The Supreme Court gutted independent agencies. Congress must fight back.

Imagine a labor board chair who knows she will be fired if she rules against the president’s friends. Or a consumer safety official who approves a dangerous product because he fears losing his job. That’s no longer hypothetical. It’s the very real consequence of the Supreme Court’s decision Monday in Trump v. Slaughter.

These fears spring from the court’s decision to allow the president to remove the leaders of formerly independent agencies, not for cause but at the president’s whim. The Supreme Court’s decision guts independent agencies — a fixture of our nation’s executive branch for more than a century. In its latest expansion of executive power, the court ruled in a 6-3 decision to allow President Donald Trump to remove Rebecca Slaughter, a member of the Federal Trade Commission, overturning a decision dating back to 1935. In practice, the court’s decision allows the president to fire the heads of independent agencies, bipartisan commissions and boards for any reason: because he does not like their politics, their latest social media posts or their rulings on cases involving his friends, relatives or donors. 

Presidents could even effectively shut down agencies when they dislike investigations into the conduct of their political donors and allies. 

Independent agencies protect workers and consumers, regulate the media and play many other vital roles in our lives. Congress made them independent to ensure that they rely on expertise and operate free from political interference. The Supreme Court’s decision threatens to inject politics and corruption into these agencies’ functions. Presidents could even effectively shut down agencies when they dislike investigations into the conduct of their political donors and allies. 

Let’s take the impact on workers’ rights. The National Labor Relations Board is supposed to resolve disputes between employers and employees over collective bargaining. Thanks to this ruling, its board members are now beholden to a president who can fire them at will. Unions and workers (not to mention businesses) will never know if the NLRB’s decisions are based on the best interpretation of the law or political favoritism. For instance, earlier this year, the NLRB dismissed a complaint against Elon Musk’s company SpaceX, asserting it lacked jurisdiction. Whether or not that determination was legally correct, decisions like it will now be viewed through a political lens, eroding trust in the agency’s neutrality.

Congress must act now to protect the public. 

First, the legislative branch should allow individuals to go to court when they believe their rights have been violated under the statutes that created these agencies, such as the National Labor Relations Act. This ensures that workers, consumers and members of the public can vindicate their rights even if agencies are weakened or politicized.

A similar mechanism already exists under Title VII of the Civil Rights Act. After the Equal Employment Opportunity Commission reviews a claim, workers may pursue their own lawsuits. Even when the EEOC has dropped cases during the Trump administration — such as in cases involving transgender workers — those workers could still pursue their claims on their own. Contrast that with the NLRA, which has no individual right to sue. Unions and workers are stuck with a Trump-controlled NLRB.

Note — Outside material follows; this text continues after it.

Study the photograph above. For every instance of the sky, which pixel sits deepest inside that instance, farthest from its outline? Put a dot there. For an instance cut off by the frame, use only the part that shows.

Second, Congress should allow states to protect labor rights. Under current law, only the federal government can protect workers’ rights to join unions. That may have made sense when the NLRB — the agency that carries out that protection — had some independence from political winds as Congress intended. With the Slaughter decision, it no longer makes sense.  States could help protect workers’ rights if they could pass their own labor laws. They could even pass laws that are more protective of labor rights if that is what their voters want. 

Congress must close up the dangerous breach the court has created.

Finally, Congress has its own options to assure neutral adjudication of labor disputes. Congress could say the existing federal courts should protect labor rights, instead of the NLRB, or Congress could even create new specialized labor courts to hear these cases with the judges exercising particular expertise. Either approach would reduce the risk that outcomes are based on political pressure rather than legal judgment.

The Supreme Court has undermined Congress’s commitment to the public that important rights and protections will be enforced by experts free from the pressures of partisan politics. Now Congress must respond — and close up the dangerous breach the court has created.